После рокового турнира Габриэль жил уединенно, уйдя в свои невеселые, тягучие мысли. Человек действия и вдохновенного порыва, жизнь которого насыщена была до той поры бурной деятельностью, оказался вдруг обреченным на бездействие и одиночество.

Он не показывался ни при дворе, ни у друзей и редко выходил из своего особняка; при нем не было никого, кроме его кормилицы Алоизы и пажа Андре, который к нему возвратился после неожиданного отъезда Дианы де Кастро в бенедиктинский монастырь.

Габриэль, в сущности совсем еще молодой человек, чувствовал себя опустошенным, исстрадавшимся стариком. Он помнил все, он ни на что больше не надеялся.

Сколько раз в течение этих долгих месяцев он жалел, что не погиб в бою, сколько раз он спрашивал себя, зачем герцог де Гиз и Мария Стюарт укротили ярость Екатерины Медичи, сохранив тем самым ненужную ему теперь жизнь! Да и в самом деле: что ему делать в этом мире? На что он годен?

Но бывали и такие минуты, когда молодость и сила брали свое. Тогда он расправлял плечи, поднимал голову, поглядывал на шпагу, смутно ощущая, что еще не все потеряно в жизни, что есть у него и будущее, что жестокая борьба, а может, и победа когда-нибудь решат его судьбу.

Но, оглядываясь на свое прошлое, он видел перед собой лишь два выхода, дающих возможность вновь приобщиться к настоящей трепетной жизни: это либо война, либо борьба за веру.

Если во Франции грянет новая война, то в его душе — он был в этом уверен — возродится былой боевой задор и он с радостью сложит свою голову в бою! Этим он возместит свой невольный долг герцогу де Гизу или юному королю.

Однако думал он и о том, что был бы не прочь пожертвовать своей жизнью ради новых идей, недавно озаривших его душу.
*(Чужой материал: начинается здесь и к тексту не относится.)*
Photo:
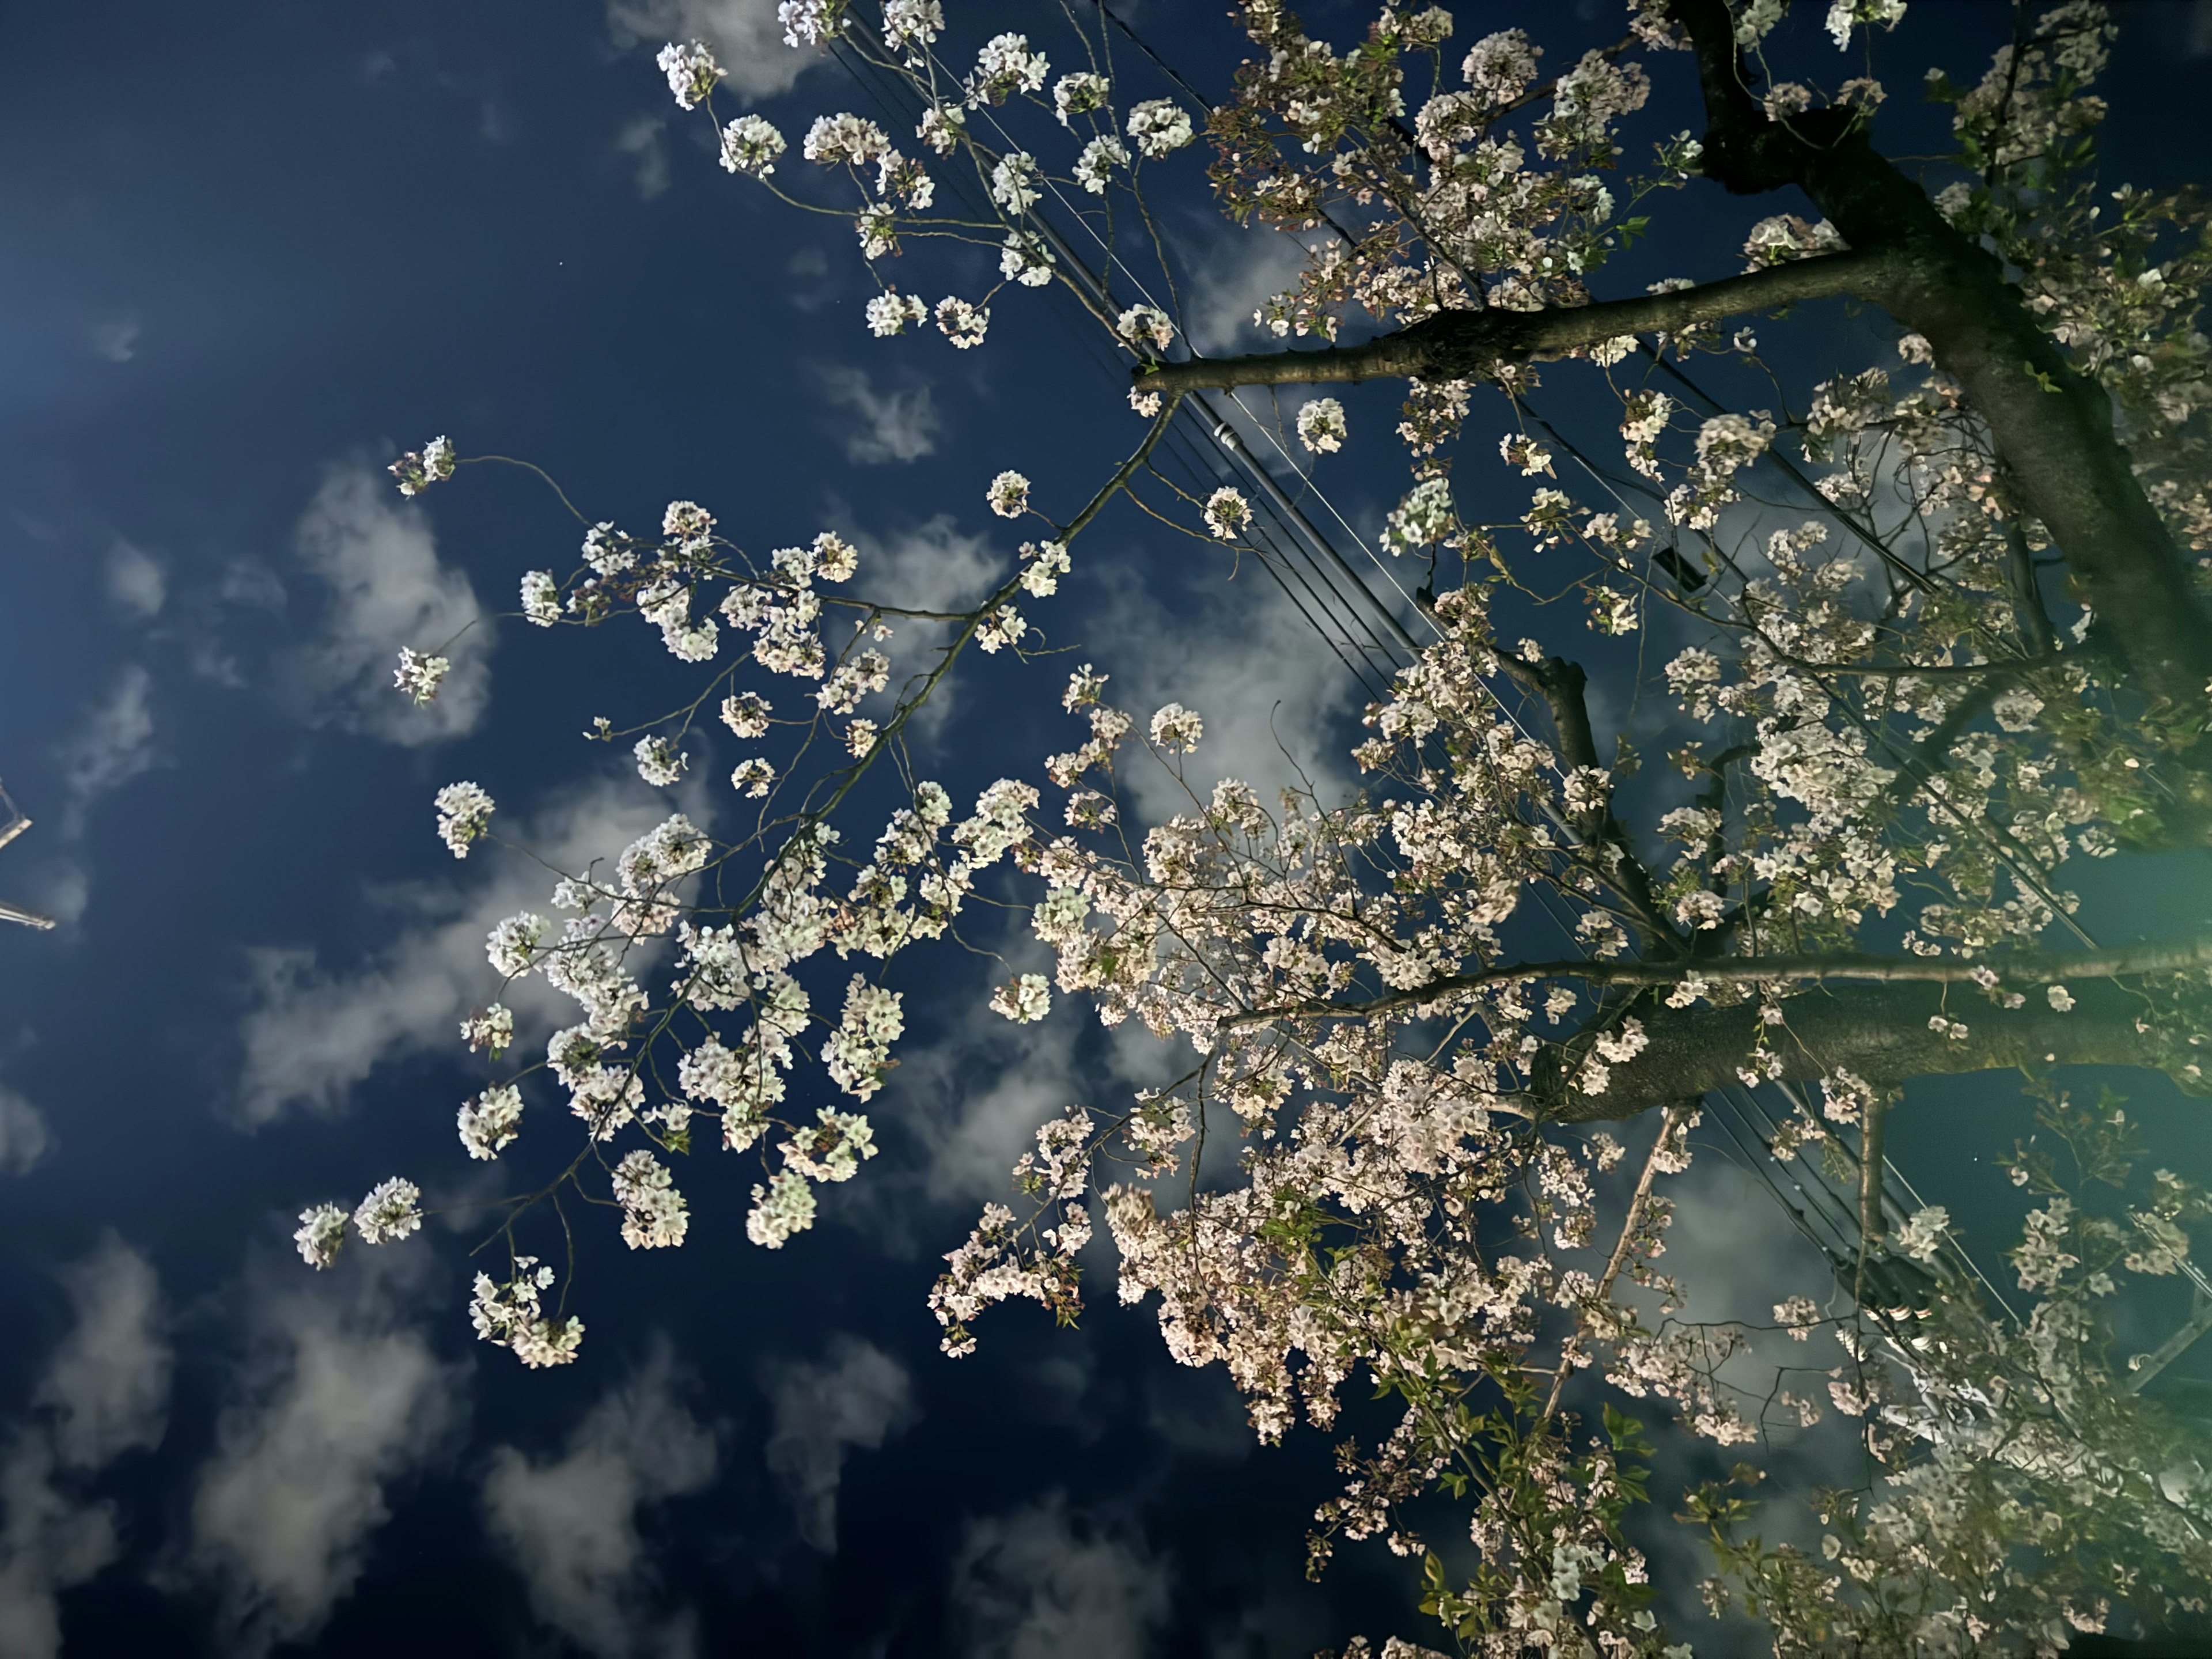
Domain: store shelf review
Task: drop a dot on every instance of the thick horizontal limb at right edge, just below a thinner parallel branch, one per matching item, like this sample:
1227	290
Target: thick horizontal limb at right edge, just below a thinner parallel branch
1879	1032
Дело Реформации, по его мнению, — это святое дело, в основе которого заложены истоки справедливости и свободы.

Итак, война или религия! Только посвятив себя одной из этих целей, он сможет вырваться из заколдованного круга и разрешить наконец свою судьбу.
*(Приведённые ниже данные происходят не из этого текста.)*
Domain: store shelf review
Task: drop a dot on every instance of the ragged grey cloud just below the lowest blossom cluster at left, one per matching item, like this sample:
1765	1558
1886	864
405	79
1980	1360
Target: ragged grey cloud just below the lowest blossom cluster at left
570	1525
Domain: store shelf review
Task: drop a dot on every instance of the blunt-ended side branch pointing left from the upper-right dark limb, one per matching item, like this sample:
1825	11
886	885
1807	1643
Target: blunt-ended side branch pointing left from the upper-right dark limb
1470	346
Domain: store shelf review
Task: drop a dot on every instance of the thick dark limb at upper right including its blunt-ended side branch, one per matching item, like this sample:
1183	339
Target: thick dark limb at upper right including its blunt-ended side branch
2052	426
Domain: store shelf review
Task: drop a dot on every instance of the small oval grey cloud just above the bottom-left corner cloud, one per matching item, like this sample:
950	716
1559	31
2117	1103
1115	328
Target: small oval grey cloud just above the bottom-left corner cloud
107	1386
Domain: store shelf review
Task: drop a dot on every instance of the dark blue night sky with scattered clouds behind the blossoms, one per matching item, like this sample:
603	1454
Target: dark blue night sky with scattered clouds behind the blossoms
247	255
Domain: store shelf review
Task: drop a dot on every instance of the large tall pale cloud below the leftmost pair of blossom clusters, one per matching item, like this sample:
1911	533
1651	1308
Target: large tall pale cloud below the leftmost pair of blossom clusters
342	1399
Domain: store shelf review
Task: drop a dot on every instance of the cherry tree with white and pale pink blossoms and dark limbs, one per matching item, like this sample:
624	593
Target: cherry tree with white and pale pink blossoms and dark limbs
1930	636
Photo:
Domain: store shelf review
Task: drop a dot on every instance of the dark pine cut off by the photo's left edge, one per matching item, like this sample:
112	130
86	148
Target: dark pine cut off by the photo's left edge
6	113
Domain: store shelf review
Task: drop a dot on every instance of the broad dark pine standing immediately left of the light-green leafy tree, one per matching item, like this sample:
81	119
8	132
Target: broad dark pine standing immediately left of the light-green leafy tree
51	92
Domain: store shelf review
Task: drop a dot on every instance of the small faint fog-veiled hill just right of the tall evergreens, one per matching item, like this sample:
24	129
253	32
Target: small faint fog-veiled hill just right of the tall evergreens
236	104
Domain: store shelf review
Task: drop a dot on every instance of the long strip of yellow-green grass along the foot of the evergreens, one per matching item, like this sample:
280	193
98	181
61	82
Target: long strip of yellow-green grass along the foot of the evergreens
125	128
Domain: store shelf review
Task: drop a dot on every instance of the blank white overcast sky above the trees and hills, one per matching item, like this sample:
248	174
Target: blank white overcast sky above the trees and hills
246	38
6 марта, в дождливое утро, Габриэль угрюмо сидел в кресле перед камином, когда Алоиза ввела к нему гонца. Сапоги со шпорами и весь его костюм были забрызганы дорожной грязью.
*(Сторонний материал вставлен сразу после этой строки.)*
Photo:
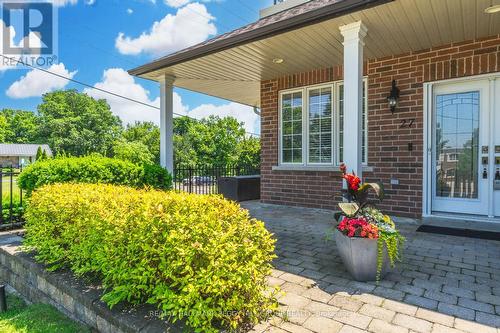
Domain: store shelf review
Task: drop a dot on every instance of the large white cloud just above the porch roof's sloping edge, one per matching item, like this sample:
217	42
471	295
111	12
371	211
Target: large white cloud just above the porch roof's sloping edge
191	24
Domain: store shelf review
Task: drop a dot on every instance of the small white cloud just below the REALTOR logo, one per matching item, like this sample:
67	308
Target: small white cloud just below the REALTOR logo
36	83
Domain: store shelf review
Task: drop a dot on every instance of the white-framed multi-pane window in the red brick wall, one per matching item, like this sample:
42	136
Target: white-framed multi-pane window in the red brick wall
311	125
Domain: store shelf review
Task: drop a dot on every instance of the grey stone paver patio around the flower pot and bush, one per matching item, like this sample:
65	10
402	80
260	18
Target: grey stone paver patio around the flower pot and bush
445	284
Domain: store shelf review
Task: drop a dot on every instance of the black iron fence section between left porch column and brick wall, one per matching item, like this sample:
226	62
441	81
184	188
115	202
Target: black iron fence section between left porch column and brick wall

Это был нарочный из Амбуаза, прискакавший с большим эскортом. У него было несколько писем от герцога де Гиза. Одно из них предназначалось Габриэлю. Вот что в нем было:

"Дорогой и доблестный соратник! Я пишу Вам на ходу, рассказывать более подробно нет ни времени, ни возможности. Вы говорили нам, королю и мне, что явитесь по первому зову. Так вот: сегодня мы Вас зовем.

Выезжайте немедленно в Амбуаз, куда только что прибыли король с королевой. Когда приедете, я объясню Вам, чем Вы можете нам помочь.

При этом, как мы и говорили, Вы совершенно свободны в своем выборе и в своих действиях. Ваше усердие мне слишком дорого, чтобы я мог злоупотреблять им. Итак, приезжайте как можно скорее. Вы будете, как всегда, желанным гостем.

Любящий Вас Франциск Лотарингский.

Амбуаз, 4 марта 1560 года.

При сем прилагаю пропуск на тот случай, если на дороге Вас остановит королевский дозор".

Прочитав письмо, Габриэль встал и, раздумывая, обратился к кормилице:

— Алоиза, позови ко мне Андре, и пусть седлают пегого, а заодно приготовят и дорожную сумку.